- Born: August 18, 1901 New York, United States
- Died: August 25, 1983 (aged 82) Bronxville, New York, USA
- Education: Cooper Union Yale University Columbia University
- Known for: Sound recording and reproduction
- Awards: Institute of Radio Engineers Fellow (1961) Audio Engineering Society Gold Medal (1981)
- Scientific career
- Fields: Electrical Engineering
- Workplaces: Western Electric Bell Laboratories

= Arthur C. Keller =

American scientist

Arthur C. Keller (August 18, 1901 – August 25, 1983) was a pioneer of high-fidelity and stereophonic recording techniques.

He attended Cooper Union, Yale University and Columbia University. He joined the engineering department of Western Electric in 1917, and became an employee of Bell Laboratories in 1925.

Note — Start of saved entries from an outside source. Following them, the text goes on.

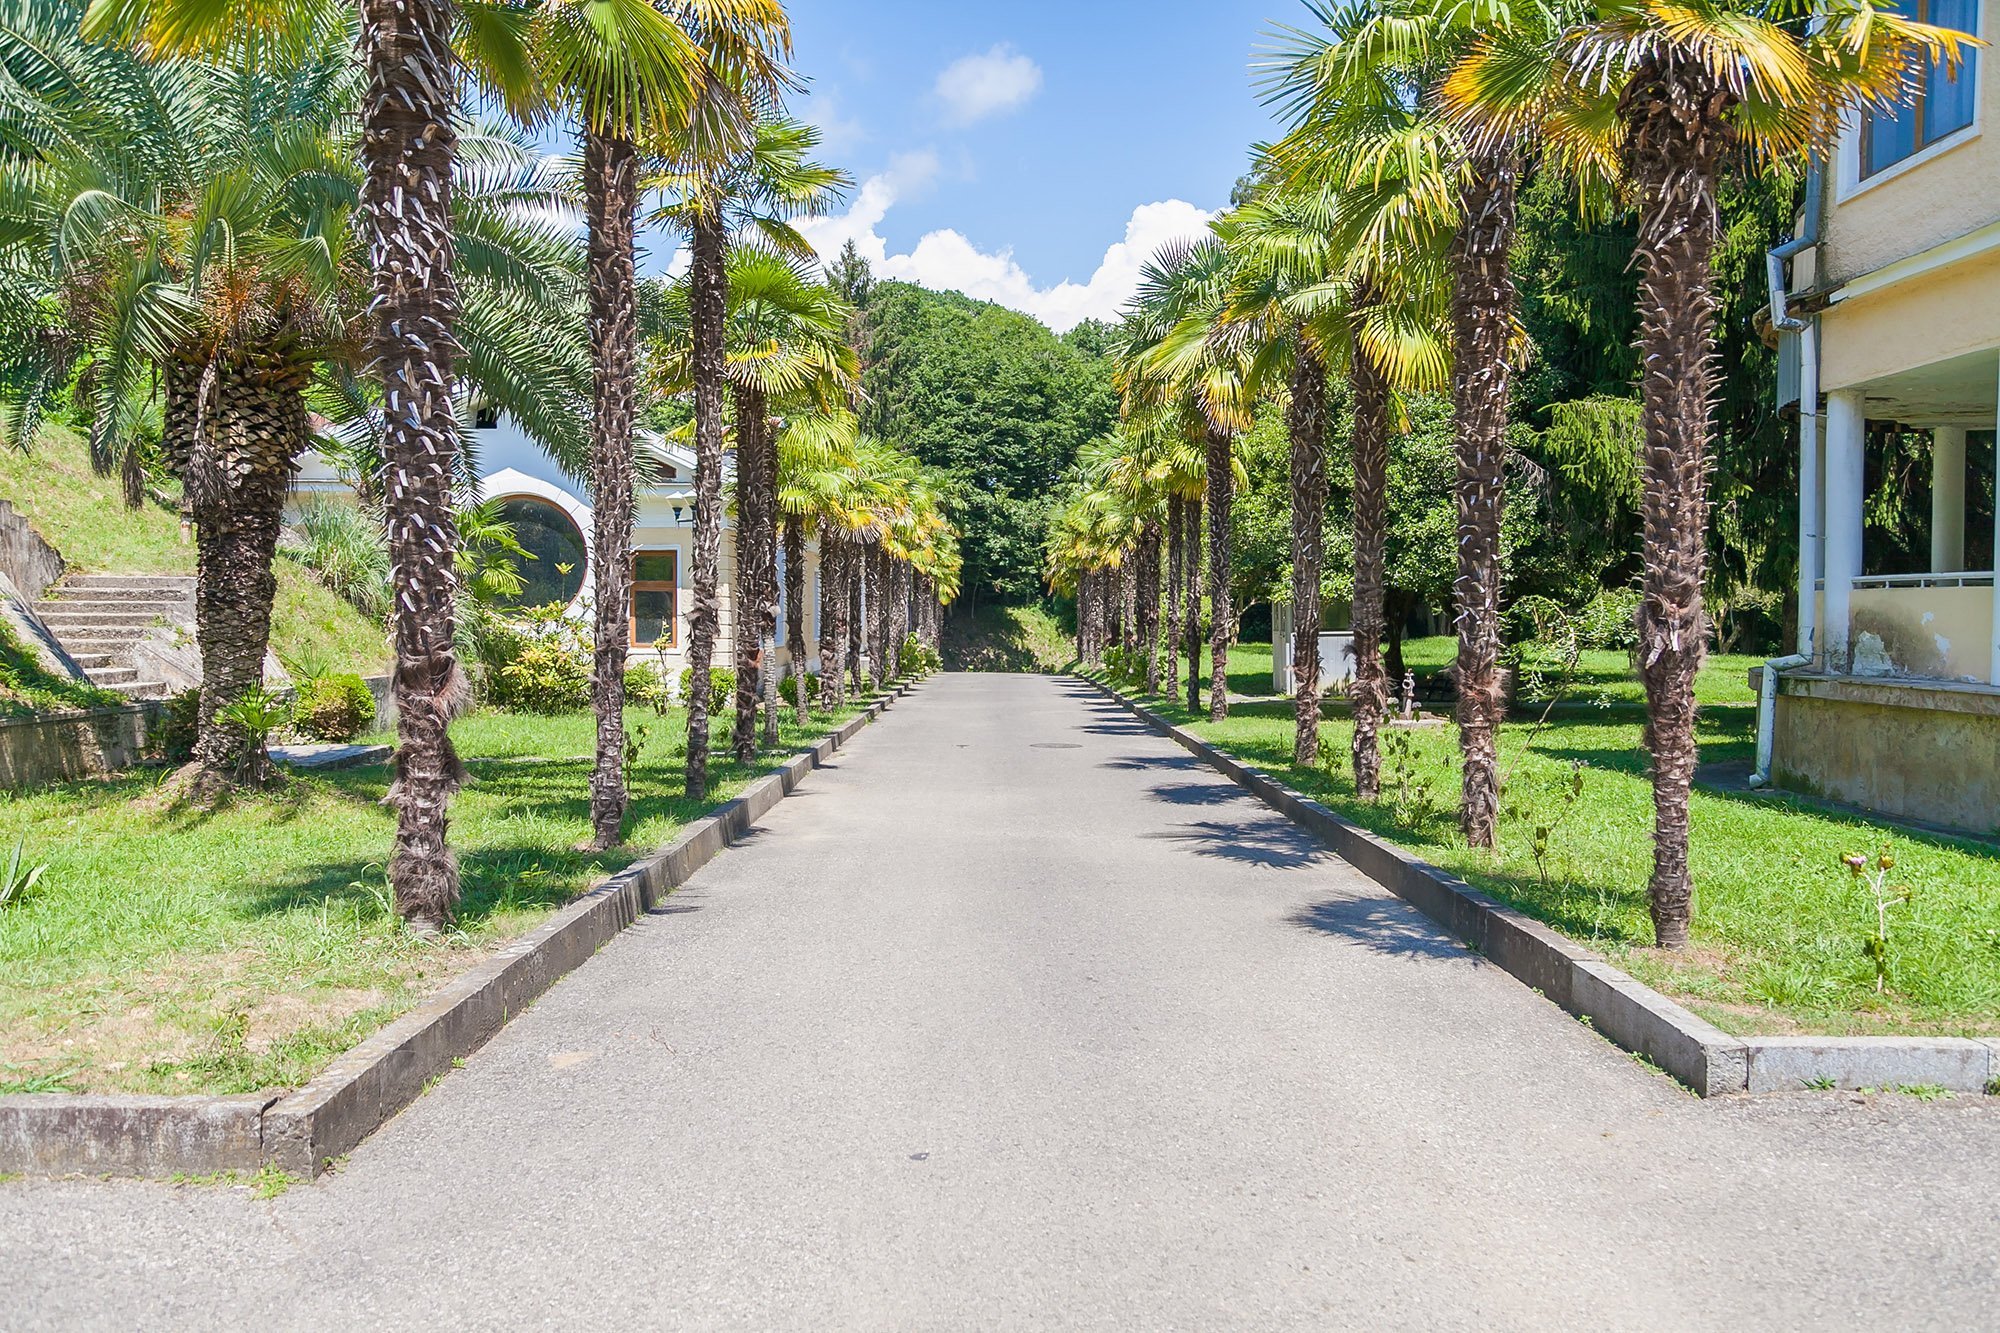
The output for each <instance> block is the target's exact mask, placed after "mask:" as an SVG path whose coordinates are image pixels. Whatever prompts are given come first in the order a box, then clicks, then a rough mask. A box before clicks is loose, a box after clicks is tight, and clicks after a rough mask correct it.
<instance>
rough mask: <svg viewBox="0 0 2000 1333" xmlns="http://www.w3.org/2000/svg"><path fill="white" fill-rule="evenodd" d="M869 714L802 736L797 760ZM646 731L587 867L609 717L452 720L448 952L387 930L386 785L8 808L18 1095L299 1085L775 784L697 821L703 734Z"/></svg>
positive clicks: (485, 713) (324, 780)
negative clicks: (686, 739) (590, 827)
mask: <svg viewBox="0 0 2000 1333" xmlns="http://www.w3.org/2000/svg"><path fill="white" fill-rule="evenodd" d="M852 713H854V711H852V709H850V711H848V713H842V715H838V717H830V715H818V717H816V719H814V725H812V727H810V729H808V731H800V729H796V727H792V725H790V723H786V727H784V749H786V753H788V751H792V749H796V747H798V745H804V743H808V741H816V739H818V737H820V735H824V733H826V731H828V729H830V727H834V725H838V723H840V721H844V719H846V717H852ZM628 725H630V727H638V725H644V727H648V729H650V737H648V743H646V749H644V753H642V757H640V763H638V767H636V769H634V773H632V779H630V783H632V813H630V815H628V819H626V833H628V843H630V845H628V847H626V849H624V851H614V853H604V855H586V853H580V851H576V847H578V843H582V841H584V839H588V835H590V797H588V781H590V759H588V755H590V751H592V721H590V717H588V715H584V713H578V715H568V717H554V719H534V717H510V715H496V713H476V715H472V717H466V719H460V721H458V723H454V727H452V733H454V741H456V745H458V749H460V753H462V755H464V757H466V761H468V769H470V771H472V781H470V785H468V787H466V789H464V791H462V793H460V795H458V801H456V803H454V807H452V847H454V849H456V851H458V863H460V871H462V875H464V903H462V907H460V919H458V929H456V931H454V933H450V935H448V937H446V939H444V941H440V943H424V941H416V939H410V937H408V935H404V933H402V931H400V929H396V921H394V917H392V913H390V911H388V889H386V881H384V865H386V861H388V853H390V841H392V835H394V815H392V813H390V811H388V809H386V807H382V805H380V801H382V795H384V791H386V787H388V779H390V771H388V767H384V765H376V767H370V769H356V771H346V773H330V775H324V777H296V779H294V781H292V783H290V785H288V789H286V791H282V793H278V795H270V797H246V799H238V801H234V803H230V805H226V807H222V809H218V811H214V813H194V811H170V809H156V807H154V803H152V801H148V797H152V793H154V789H156V787H158V783H160V777H162V775H160V773H158V771H138V773H128V775H124V777H118V779H114V781H104V783H74V785H64V787H52V789H44V791H36V793H16V795H0V855H4V851H8V849H12V847H14V841H16V839H26V845H28V853H26V861H28V863H34V861H46V863H48V873H46V875H44V877H42V883H40V885H38V887H36V889H34V893H32V895H28V897H26V899H22V901H18V903H14V905H10V907H4V909H0V1091H152V1093H236V1091H254V1089H266V1087H296V1085H300V1083H304V1081H306V1079H310V1077H312V1075H314V1073H318V1069H322V1067H324V1065H326V1063H328V1061H330V1059H332V1057H334V1055H338V1053H340V1051H344V1049H348V1047H352V1045H354V1043H356V1041H360V1039H362V1037H366V1035H368V1033H370V1031H374V1029H378V1027H380V1025H384V1023H388V1021H390V1019H394V1017H396V1015H400V1013H404V1011H406V1009H410V1007H412V1005H416V1003H418V1001H420V999H422V997H424V995H428V993H432V991H434V989H436V987H438V985H440V983H444V981H446V979H448V977H452V975H454V973H460V971H464V969H466V967H470V965H474V963H478V961H480V959H482V957H486V955H488V953H490V951H492V949H494V947H496V945H500V943H504V941H508V939H512V937H514V935H520V933H522V931H526V929H530V927H534V925H536V923H538V921H542V919H544V917H546V915H548V913H550V911H552V909H556V907H560V905H562V903H566V901H570V899H574V897H576V895H578V893H582V891H584V889H586V887H590V885H592V883H594V881H598V879H602V877H604V875H606V873H610V871H616V869H622V867H624V865H628V863H630V861H632V859H634V857H636V855H640V853H642V851H650V849H654V847H660V845H664V843H668V841H672V839H674V835H676V831H678V829H680V827H682V825H686V823H690V821H692V819H696V817H700V815H702V813H704V811H706V809H710V807H712V805H714V803H718V801H724V799H728V797H734V795H736V793H738V791H740V789H742V787H744V785H746V783H750V781H752V779H754V777H756V773H762V771H768V767H770V765H764V767H760V769H756V771H754V773H752V771H746V769H742V767H738V765H734V763H722V765H718V767H716V771H714V773H716V795H714V797H712V799H710V801H702V803H692V801H686V799H684V797H682V795H680V791H682V781H680V765H682V757H684V727H686V723H684V717H682V715H678V713H674V715H668V717H658V715H654V713H652V711H638V709H634V711H632V713H630V715H628ZM718 757H720V755H718ZM524 759H546V761H548V763H520V761H524Z"/></svg>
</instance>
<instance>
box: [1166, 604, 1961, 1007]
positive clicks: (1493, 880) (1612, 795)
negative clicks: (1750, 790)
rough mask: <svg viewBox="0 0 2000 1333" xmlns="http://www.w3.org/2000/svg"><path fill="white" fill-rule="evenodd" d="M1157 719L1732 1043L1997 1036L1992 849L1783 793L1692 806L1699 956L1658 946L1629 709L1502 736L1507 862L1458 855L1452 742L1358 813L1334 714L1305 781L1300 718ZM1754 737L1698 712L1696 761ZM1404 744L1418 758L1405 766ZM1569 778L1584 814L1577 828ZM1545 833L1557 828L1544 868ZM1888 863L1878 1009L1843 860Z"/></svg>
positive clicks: (1406, 771)
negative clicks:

Keller's invention of a "moving-coil" playback stylus made possible the first hi-fi records. In 1931-32 Keller made the first known stereophonic and high-fidelity recordings of orchestral music. On April 19, 1938, Keller was issued US patent number 2,114,471 for his idea of recording the two channels of a stereo recording in one record groove each at 45 degrees from vertical.

Keller led the design team at Bell Laboratories which developed the first modern wire wrap tools.

Keller was awarded the Gold Medal from the Audio Engineering Society in 1981 for outstanding developments in stereophonic disk recording. He was a Fellow of the Acoustical Society of America and the Institute of Electrical and Electronics Engineers, and a member of the American Physical Society and the Yale Engineering Association.

In August 1928, Keller married Margaret D. McHale (1906?–1989?). Their daughter Margaret Gwendolyn Keller was born in 1936. He died on August 25, 1983, in Bronxville, New York; he was eighty-two. Upon his death he was survived by his widow, his daughter, and two granddaughters.